The sorted cells were centrifuged and resuspended in PBS containing 0.04% bsa. Chromium Single Cell 3'v3 (10X Genomics) library preparation was performed by Shanghai Xudi Biotech company according to the manufacturer's instructions. The resulting library was sequenced using Illumina HiSeq 4000 platform. The trimmed data was processed using cellrange (10 x Genomics, version 3.0) and the cells were further screened, processed and analyzed using the setup software package (version 3.1.2) in the R (version 3.6.3) software. In the preliminary analysis, less than 200, more than 5000 or more than 5% of the cells with mitochondrial content of the genes were removed. And carrying out cluster analysis on the residual single cells according to a graph-based clustering algorithm. As shown in figure 1 a, at CD8 + Within the T cell population, the C6 cell population (high expression characteristic gene ANXA 1) and the C7 cell population (high expression characteristic gene PLAAT 4) had significant differences in the levels in the bone marrow samples of the young and old groups.
From the above, it can be seen that CD8 of the individual + The primary T cell phenotype is associated with aging, changes occur during aging, and the primary T cell phenotype is taken as an incision point to interfere with the aging process, and is verified by a mouse model experiment.

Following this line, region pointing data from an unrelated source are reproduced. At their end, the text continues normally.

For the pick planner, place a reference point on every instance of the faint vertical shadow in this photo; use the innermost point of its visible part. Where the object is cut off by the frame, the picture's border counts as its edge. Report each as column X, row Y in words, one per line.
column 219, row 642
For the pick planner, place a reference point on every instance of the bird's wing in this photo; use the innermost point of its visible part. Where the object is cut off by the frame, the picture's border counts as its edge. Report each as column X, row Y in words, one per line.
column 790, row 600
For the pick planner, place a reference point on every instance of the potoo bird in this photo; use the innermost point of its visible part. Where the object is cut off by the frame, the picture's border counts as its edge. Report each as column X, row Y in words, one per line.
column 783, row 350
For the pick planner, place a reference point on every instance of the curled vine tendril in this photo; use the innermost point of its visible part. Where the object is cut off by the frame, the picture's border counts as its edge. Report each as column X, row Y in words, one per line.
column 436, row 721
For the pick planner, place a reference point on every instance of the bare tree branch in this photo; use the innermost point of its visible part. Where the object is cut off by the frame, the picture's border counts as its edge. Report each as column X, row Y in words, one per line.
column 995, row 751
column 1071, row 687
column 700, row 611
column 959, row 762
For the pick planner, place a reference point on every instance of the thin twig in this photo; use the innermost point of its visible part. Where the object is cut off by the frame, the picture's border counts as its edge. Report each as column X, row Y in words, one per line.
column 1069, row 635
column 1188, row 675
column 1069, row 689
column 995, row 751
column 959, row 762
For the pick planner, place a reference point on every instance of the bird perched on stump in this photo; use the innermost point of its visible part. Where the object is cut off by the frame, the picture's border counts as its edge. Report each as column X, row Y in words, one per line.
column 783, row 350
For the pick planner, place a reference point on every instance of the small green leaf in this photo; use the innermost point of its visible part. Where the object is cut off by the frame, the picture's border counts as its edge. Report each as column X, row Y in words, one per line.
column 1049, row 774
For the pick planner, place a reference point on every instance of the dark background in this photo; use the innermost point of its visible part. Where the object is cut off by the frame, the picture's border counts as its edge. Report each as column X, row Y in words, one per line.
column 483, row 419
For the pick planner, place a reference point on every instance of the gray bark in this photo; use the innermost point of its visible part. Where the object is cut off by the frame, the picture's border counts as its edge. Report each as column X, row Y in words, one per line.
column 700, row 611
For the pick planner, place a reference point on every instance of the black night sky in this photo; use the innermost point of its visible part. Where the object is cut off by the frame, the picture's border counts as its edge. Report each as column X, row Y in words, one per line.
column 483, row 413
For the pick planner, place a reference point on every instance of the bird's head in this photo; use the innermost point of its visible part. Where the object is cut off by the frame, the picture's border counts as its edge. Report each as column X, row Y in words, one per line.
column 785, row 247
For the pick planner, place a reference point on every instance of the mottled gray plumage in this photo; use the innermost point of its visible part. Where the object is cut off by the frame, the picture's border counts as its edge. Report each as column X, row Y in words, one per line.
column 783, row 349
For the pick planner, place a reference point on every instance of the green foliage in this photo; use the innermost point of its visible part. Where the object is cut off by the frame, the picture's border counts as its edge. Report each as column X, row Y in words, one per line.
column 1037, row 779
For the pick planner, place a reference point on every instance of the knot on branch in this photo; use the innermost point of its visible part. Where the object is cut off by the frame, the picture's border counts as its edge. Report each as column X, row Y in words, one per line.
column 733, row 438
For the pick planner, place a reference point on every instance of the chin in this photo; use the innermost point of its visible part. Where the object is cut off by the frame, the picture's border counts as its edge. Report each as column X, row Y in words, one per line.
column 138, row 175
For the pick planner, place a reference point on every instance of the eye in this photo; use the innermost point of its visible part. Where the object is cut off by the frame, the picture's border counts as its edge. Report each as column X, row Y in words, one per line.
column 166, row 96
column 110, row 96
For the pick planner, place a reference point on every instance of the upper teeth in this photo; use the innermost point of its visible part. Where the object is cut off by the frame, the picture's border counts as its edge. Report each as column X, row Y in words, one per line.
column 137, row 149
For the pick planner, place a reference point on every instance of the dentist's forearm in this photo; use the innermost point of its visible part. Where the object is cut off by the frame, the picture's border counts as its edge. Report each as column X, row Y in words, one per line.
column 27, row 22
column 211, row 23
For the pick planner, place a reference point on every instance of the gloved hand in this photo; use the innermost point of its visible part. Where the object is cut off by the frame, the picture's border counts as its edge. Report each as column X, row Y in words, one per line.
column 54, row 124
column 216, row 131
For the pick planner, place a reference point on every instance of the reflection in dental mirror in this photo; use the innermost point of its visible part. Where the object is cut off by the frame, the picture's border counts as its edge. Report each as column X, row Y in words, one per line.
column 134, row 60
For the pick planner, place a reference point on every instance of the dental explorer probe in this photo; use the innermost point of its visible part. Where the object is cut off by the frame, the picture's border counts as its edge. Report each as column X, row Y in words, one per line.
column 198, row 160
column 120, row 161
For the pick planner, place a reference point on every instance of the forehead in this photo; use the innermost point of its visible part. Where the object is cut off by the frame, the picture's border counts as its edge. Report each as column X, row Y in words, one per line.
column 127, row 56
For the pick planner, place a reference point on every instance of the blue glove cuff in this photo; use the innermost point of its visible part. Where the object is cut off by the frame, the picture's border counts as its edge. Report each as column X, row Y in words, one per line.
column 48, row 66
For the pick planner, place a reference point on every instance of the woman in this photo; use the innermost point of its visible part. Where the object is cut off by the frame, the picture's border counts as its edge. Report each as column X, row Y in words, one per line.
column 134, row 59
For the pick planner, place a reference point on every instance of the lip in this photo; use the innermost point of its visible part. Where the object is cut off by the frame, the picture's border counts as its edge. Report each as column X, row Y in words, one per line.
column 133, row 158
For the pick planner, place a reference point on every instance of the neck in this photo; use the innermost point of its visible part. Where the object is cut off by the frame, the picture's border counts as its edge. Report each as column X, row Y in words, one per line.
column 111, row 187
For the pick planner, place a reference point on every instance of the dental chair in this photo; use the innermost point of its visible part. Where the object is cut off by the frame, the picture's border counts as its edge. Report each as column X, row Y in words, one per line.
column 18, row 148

Example 2 mouse model test to verify CD8 in young individuals + Primitive T cells can delay senescence
In this example, 4-6 week old mice (equivalent to 5 years of human) against the CD45.1 strain background are CD8 + Primitive T cell donor mice were recipient mice that were 16 months old mice (equivalent to 50 years of human) in the CD45.2 strain background. Both CD45.1 and CD45.2 markers can be detected using a flow cytometer. The purpose of selecting different strain backgrounds for donor mice and recipient mice is: CD8 capable of conveniently distinguishing donor cell and acceptor cell and subsequently detecting young mice + Whether the naive T cells successfully colonize the recipient mice.
Experimental operation:
1. young mice CD8 + Extraction of primitive T cells
At 4-6 weeks of ageCD45.1 strain mice were used as donor mice, and spleen tissue of donor mice was used as CD8 + Tissue origin of primitive T cells. The reason for selecting mouse spleen tissue is that mouse spleen is readily available and CD8 + Higher primary T cell content and CD8 in single donor mouse + Primitive T cells can be used in multiple recipient mice.
After euthanizing donor mice, the whole body was sterilized by spraying with 75% ethanol or soaking in 75% ethanol. The spleen of the mice was removed in an ultra clean bench, and the spleen of the mice was ground on a 40 μm cell sieve back until blushing, and continuously rinsed with a PBS solution containing 10% serum during the grinding process to obtain a spleen cell suspension of the mice. Wherein, the cell screen is connected with a centrifuge tube, and the obtained cell suspension can be directly centrifuged.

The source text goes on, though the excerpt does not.